I think that my definition of leadership identifies a fundamental phenomenon.  I was brought back to this topic by a recent piece on capuchin monkeys.  When these primates forage, how do they decide which way to go?  The answer is that individuals break off in different directions.  As the pathbreaker moves away from the group, she looks behind her to see who is following.  If no one follows, she will give up and rejoin the group.  If her entourage includes two or three, or four or more… .  The more of her troop that follow, the more likely she is to persist in her chosen direction.  Likewise, the more that follow, the more likely the rest of the troop will follow suit.  That is leadership in a basically democratic community.  Individuals compete for the position of archon, and so the group can act as a unit working for the advantage of all. 
Something the same can be seen in the waggle dance of honey bees, where returning hunters make their case for this or that patch of flowers.  It can be seen also in the function of an animal mind.  How does the rabbit in my back yard decide what to do when I step off my deck?  Different mental schema compete.  One says “freeze”.  Another says “run like hell”.  As long as I am moving at a tangent and my course is not too close, the animal is a statue.  I have seen a cat walk right by a frozen rabbit.  If I stop and move toward the rabbit, the “run” schema takes command.  This is leadership. 

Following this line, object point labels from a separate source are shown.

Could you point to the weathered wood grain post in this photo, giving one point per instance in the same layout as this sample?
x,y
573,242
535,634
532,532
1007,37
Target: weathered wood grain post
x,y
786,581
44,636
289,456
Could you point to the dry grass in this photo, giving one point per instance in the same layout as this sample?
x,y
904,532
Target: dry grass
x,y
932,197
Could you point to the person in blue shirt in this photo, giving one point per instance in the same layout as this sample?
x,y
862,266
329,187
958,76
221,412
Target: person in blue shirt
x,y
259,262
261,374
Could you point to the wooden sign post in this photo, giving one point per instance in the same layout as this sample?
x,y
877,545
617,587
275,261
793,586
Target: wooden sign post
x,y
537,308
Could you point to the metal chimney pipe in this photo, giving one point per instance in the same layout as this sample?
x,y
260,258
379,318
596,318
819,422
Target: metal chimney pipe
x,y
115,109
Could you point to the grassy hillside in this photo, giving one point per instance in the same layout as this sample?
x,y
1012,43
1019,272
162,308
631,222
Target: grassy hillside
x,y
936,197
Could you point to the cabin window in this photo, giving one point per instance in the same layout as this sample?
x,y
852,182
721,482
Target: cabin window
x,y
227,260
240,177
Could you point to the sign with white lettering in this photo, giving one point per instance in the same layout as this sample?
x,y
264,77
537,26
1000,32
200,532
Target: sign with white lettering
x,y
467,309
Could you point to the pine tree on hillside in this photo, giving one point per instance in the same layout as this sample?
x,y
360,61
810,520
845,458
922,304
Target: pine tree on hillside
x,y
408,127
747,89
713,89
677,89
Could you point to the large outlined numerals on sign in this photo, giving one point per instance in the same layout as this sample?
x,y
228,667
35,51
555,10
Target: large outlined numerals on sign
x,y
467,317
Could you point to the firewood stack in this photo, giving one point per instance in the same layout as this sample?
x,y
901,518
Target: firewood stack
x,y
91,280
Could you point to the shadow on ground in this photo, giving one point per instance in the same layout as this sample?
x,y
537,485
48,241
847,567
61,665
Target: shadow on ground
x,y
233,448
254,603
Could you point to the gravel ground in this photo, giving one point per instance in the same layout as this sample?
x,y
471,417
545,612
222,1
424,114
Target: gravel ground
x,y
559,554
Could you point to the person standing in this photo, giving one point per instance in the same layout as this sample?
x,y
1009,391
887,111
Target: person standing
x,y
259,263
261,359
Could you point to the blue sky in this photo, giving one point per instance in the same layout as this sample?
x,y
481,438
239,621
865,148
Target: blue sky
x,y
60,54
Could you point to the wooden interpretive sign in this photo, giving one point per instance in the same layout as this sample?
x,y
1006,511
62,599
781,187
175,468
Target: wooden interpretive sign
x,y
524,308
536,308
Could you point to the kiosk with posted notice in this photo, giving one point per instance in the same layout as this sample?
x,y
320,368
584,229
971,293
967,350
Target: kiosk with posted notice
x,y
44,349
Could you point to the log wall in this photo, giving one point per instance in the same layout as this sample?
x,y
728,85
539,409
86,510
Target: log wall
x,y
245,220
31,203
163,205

I am pretty sure that this is how the human mind works as well.  My consciousness is, at best, a prime minister managing various constitutencies.  My desire to lose weight addresses the ministry while my appetite screams from the gallery about chocolate eclairs.  Meanwhile my fellow Republicans seem about to nominate a chocolate ├ęclair to run for president.  This leads me to thinking about my paper for the IPSA in Poland.  I will be there when the Republican convention is happening.  I may come back.